Tuesday, January 05, 2010

"The science behind the cold weather"

Here in the Midwest US - we have been affected by an air mass coming in from the Northeast - which is unusual. We usually get it from the Northwest and/or the South. It sounds like the UK is being similarly affected from air from their Northeast instead of the warmer air from their west - ocean currents.

From the Guardian:

Although it may be hard to believe, many parts of the northern hemisphere are considerably warmer than usual at the moment. Alaska and much of northern Canada is unseasonably warm for instance, with temperatures 5C to 10C warmer than expected. That still leaves the air a biting –30C (–22F) or so though. Hardly a barbecue winter.
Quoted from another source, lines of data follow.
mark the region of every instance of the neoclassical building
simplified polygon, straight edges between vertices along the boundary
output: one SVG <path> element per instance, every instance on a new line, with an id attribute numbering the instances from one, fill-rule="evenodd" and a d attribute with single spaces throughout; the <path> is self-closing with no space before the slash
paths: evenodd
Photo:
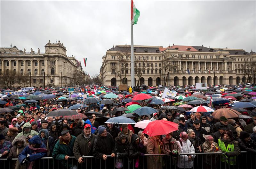
<path id="1" fill-rule="evenodd" d="M 128 53 L 130 56 L 130 46 L 119 45 L 107 50 L 102 57 L 100 70 L 102 84 L 116 86 L 124 82 L 131 85 L 130 60 L 128 66 L 124 68 L 121 66 L 123 61 L 118 56 L 124 55 L 124 48 L 130 48 Z M 242 49 L 227 47 L 173 45 L 167 47 L 135 46 L 134 52 L 135 60 L 144 58 L 147 60 L 146 64 L 141 65 L 145 67 L 140 78 L 140 85 L 177 86 L 195 85 L 196 82 L 206 82 L 208 85 L 255 82 L 256 53 L 252 51 L 249 53 Z M 147 65 L 149 66 L 146 66 Z M 123 70 L 125 68 L 126 70 Z M 249 69 L 250 73 L 247 73 Z M 121 77 L 117 75 L 117 71 L 122 74 Z M 138 76 L 136 74 L 135 79 L 137 84 Z"/>
<path id="2" fill-rule="evenodd" d="M 50 40 L 44 46 L 45 52 L 37 52 L 32 49 L 19 50 L 15 46 L 1 47 L 1 74 L 11 70 L 19 75 L 26 75 L 26 86 L 68 87 L 72 83 L 72 74 L 76 70 L 83 70 L 81 63 L 73 55 L 67 55 L 67 49 L 59 41 L 56 43 Z M 4 87 L 1 80 L 1 88 Z M 14 87 L 23 87 L 18 81 Z"/>

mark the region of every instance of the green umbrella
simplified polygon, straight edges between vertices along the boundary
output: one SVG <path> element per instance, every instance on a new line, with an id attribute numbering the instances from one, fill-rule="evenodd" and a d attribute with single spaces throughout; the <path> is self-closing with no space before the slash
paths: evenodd
<path id="1" fill-rule="evenodd" d="M 131 113 L 133 112 L 134 110 L 141 107 L 141 106 L 139 104 L 132 104 L 127 107 L 127 108 L 130 110 L 130 111 L 126 111 L 125 113 Z"/>
<path id="2" fill-rule="evenodd" d="M 115 99 L 116 98 L 117 98 L 118 97 L 117 95 L 116 94 L 114 94 L 114 93 L 109 93 L 108 94 L 107 94 L 104 96 L 104 97 L 105 98 L 108 98 L 108 99 Z"/>

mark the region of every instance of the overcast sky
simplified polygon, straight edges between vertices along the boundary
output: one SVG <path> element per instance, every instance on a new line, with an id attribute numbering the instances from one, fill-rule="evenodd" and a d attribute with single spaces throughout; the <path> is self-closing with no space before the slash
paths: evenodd
<path id="1" fill-rule="evenodd" d="M 198 46 L 256 52 L 256 3 L 134 0 L 134 45 Z M 131 44 L 130 1 L 1 2 L 1 46 L 44 52 L 60 40 L 91 76 L 113 45 Z M 84 67 L 83 58 L 87 58 Z"/>

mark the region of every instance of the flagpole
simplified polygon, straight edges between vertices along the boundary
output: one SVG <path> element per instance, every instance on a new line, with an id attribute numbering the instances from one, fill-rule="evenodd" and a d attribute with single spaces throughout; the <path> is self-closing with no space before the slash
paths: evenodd
<path id="1" fill-rule="evenodd" d="M 133 53 L 133 25 L 131 24 L 131 86 L 135 86 L 134 72 L 134 55 Z"/>

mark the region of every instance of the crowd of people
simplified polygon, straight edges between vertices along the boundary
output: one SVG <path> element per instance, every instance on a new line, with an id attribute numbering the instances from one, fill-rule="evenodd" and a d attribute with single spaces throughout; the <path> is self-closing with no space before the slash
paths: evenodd
<path id="1" fill-rule="evenodd" d="M 144 87 L 136 91 L 131 87 L 126 91 L 119 91 L 115 88 L 97 87 L 97 91 L 101 92 L 87 96 L 88 98 L 99 98 L 98 102 L 93 103 L 86 103 L 85 100 L 71 99 L 71 94 L 65 88 L 55 91 L 54 89 L 38 89 L 29 92 L 33 95 L 36 91 L 40 93 L 44 91 L 47 92 L 45 93 L 46 94 L 57 96 L 34 102 L 25 101 L 28 100 L 24 98 L 13 99 L 8 96 L 3 101 L 6 103 L 1 104 L 0 109 L 1 158 L 8 160 L 18 158 L 12 164 L 13 166 L 12 167 L 15 169 L 33 168 L 38 164 L 37 160 L 45 157 L 52 157 L 60 160 L 64 167 L 72 169 L 81 167 L 82 164 L 89 168 L 100 166 L 113 168 L 115 165 L 116 168 L 121 168 L 131 161 L 133 162 L 130 165 L 135 168 L 147 166 L 148 168 L 160 169 L 175 166 L 189 168 L 199 166 L 199 163 L 209 168 L 216 166 L 218 164 L 238 168 L 238 158 L 248 161 L 251 160 L 248 157 L 256 155 L 256 109 L 254 108 L 256 106 L 243 108 L 240 111 L 244 115 L 243 118 L 227 118 L 225 116 L 215 118 L 213 111 L 190 110 L 204 105 L 215 111 L 232 108 L 237 100 L 253 102 L 254 100 L 252 98 L 254 95 L 248 94 L 251 91 L 246 92 L 246 88 L 252 91 L 256 89 L 251 84 L 218 88 L 208 86 L 208 89 L 204 90 L 196 90 L 193 86 L 171 87 L 169 89 L 175 91 L 177 96 L 168 98 L 161 98 L 164 88 L 157 87 Z M 241 88 L 238 90 L 238 88 Z M 92 87 L 87 88 L 88 91 L 93 91 Z M 4 93 L 4 90 L 2 91 Z M 118 97 L 110 99 L 112 103 L 102 104 L 101 102 L 106 99 L 104 96 L 107 92 L 116 94 Z M 212 102 L 211 99 L 207 99 L 212 98 L 210 96 L 212 95 L 219 94 L 216 97 L 219 98 L 232 93 L 240 95 L 231 97 L 230 102 L 225 103 L 214 104 L 214 100 Z M 132 100 L 134 96 L 141 93 L 153 97 Z M 27 96 L 29 95 L 27 94 Z M 178 97 L 182 96 L 184 99 L 196 95 L 205 101 L 189 104 L 188 101 L 183 101 Z M 69 96 L 70 100 L 59 101 L 58 98 Z M 150 101 L 152 99 L 159 99 L 164 103 L 152 103 Z M 134 102 L 131 104 L 132 102 Z M 116 111 L 118 108 L 128 107 L 129 103 L 128 105 L 148 106 L 157 111 L 149 115 L 140 116 L 132 110 L 128 113 Z M 51 112 L 68 109 L 78 104 L 84 106 L 72 109 L 79 114 L 85 115 L 84 118 L 49 115 Z M 180 106 L 182 105 L 189 106 Z M 162 109 L 168 106 L 176 108 Z M 4 111 L 8 108 L 12 111 Z M 135 122 L 147 120 L 171 122 L 176 124 L 178 130 L 164 135 L 152 136 L 144 133 L 144 129 L 135 127 L 134 124 L 105 123 L 109 119 L 125 114 L 130 115 L 126 116 Z M 247 151 L 249 155 L 241 157 L 242 151 Z M 219 156 L 207 153 L 203 156 L 203 158 L 196 159 L 198 156 L 196 153 L 209 152 L 222 153 L 218 154 Z M 188 153 L 192 154 L 180 154 Z M 169 157 L 157 155 L 163 154 Z M 147 154 L 152 155 L 145 155 Z M 86 157 L 89 156 L 93 156 L 95 159 L 92 160 Z M 72 157 L 75 158 L 70 158 Z M 195 162 L 198 160 L 201 162 Z M 248 162 L 251 165 L 248 164 L 248 168 L 255 167 L 252 165 L 253 162 L 255 161 Z"/>

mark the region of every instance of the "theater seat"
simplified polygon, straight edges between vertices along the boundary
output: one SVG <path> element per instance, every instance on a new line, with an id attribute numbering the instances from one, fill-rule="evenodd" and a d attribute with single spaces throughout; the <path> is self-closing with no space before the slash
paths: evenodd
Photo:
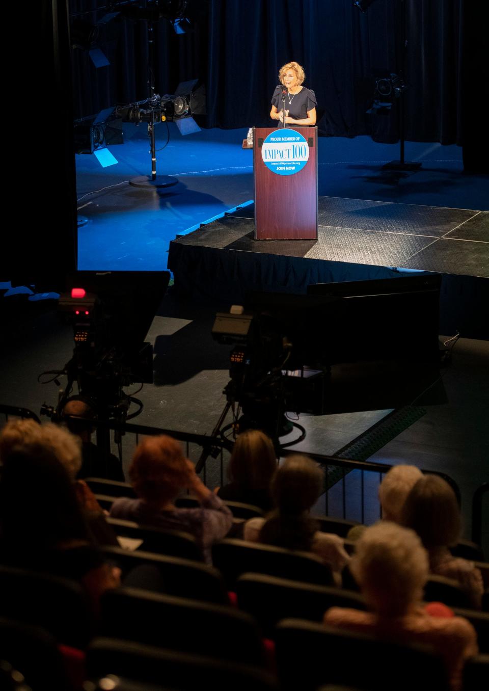
<path id="1" fill-rule="evenodd" d="M 240 576 L 247 572 L 267 574 L 320 585 L 334 585 L 331 569 L 309 552 L 227 539 L 213 546 L 212 560 L 230 590 L 234 589 Z"/>
<path id="2" fill-rule="evenodd" d="M 231 607 L 121 587 L 101 599 L 102 636 L 263 667 L 256 623 Z"/>

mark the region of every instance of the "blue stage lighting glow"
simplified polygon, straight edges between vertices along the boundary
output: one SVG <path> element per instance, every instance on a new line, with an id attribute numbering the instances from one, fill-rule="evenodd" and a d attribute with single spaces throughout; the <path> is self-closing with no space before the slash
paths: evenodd
<path id="1" fill-rule="evenodd" d="M 182 117 L 180 120 L 175 120 L 175 124 L 182 136 L 201 131 L 200 128 L 193 117 Z"/>
<path id="2" fill-rule="evenodd" d="M 93 152 L 93 155 L 97 157 L 97 160 L 102 168 L 113 166 L 119 162 L 115 156 L 113 156 L 108 149 L 97 149 Z"/>
<path id="3" fill-rule="evenodd" d="M 99 48 L 94 48 L 91 50 L 88 50 L 88 55 L 97 69 L 99 67 L 106 67 L 107 65 L 111 64 Z"/>

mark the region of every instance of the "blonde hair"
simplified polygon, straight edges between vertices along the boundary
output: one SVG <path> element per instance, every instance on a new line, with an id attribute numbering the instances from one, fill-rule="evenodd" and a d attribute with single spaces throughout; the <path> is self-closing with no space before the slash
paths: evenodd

North Africa and the Mediterranean basin are warmer than average also, by up to 10C. Elsewhere, such as across northern Europe, temperatures are coming in 5C or so colder than average. It may be called a freak cold snap, but it's actually a fairly routine distribution of winter weather, the Met Office insists.

The reason? Something called the warm-ocean cold-land phenomenon. Cold places are kept cold because there is little wind. Warm places are kept warm because of local winds coming off the warmer sea.

Like most weather systems, the cause can be traced to blocks of high air pressure, which tend to dictate wind direction.

"High pressure blocks act like heavy rocks in a stream, in the way that water has to flow around them," a Met Office spokesman explained.

Such a stubborn block across eastern Europe and Siberia has halted the prevailing westerly wind across Britain, which usually brings soggy warm air from the Atlantic. Instead, what wind there is comes down from the frozen north. With it come the freezing conditions that have seen temperatures in parts of Scotland plunge. Temperatures across many regions have failed to climb above zero during the day, while the mercury at the Met Office's Eskdalemuir observatory in Dumfries and Galloway hit –14C on Sunday, the coldest since December 1995.

The offending high pressure block seems in no hurry to move on. "There is no wind round there for thousands of miles," the spokesman said, which means the Arctic conditions over the UK look set to continue well into next week. When the weather does break, it could bring renewed chaos.

"It all depends how quickly the warmer and wetter air comes back from the west. If it charges in and meets the cold surface air then we could have 3ft of snow or we could be skating across freezing rain."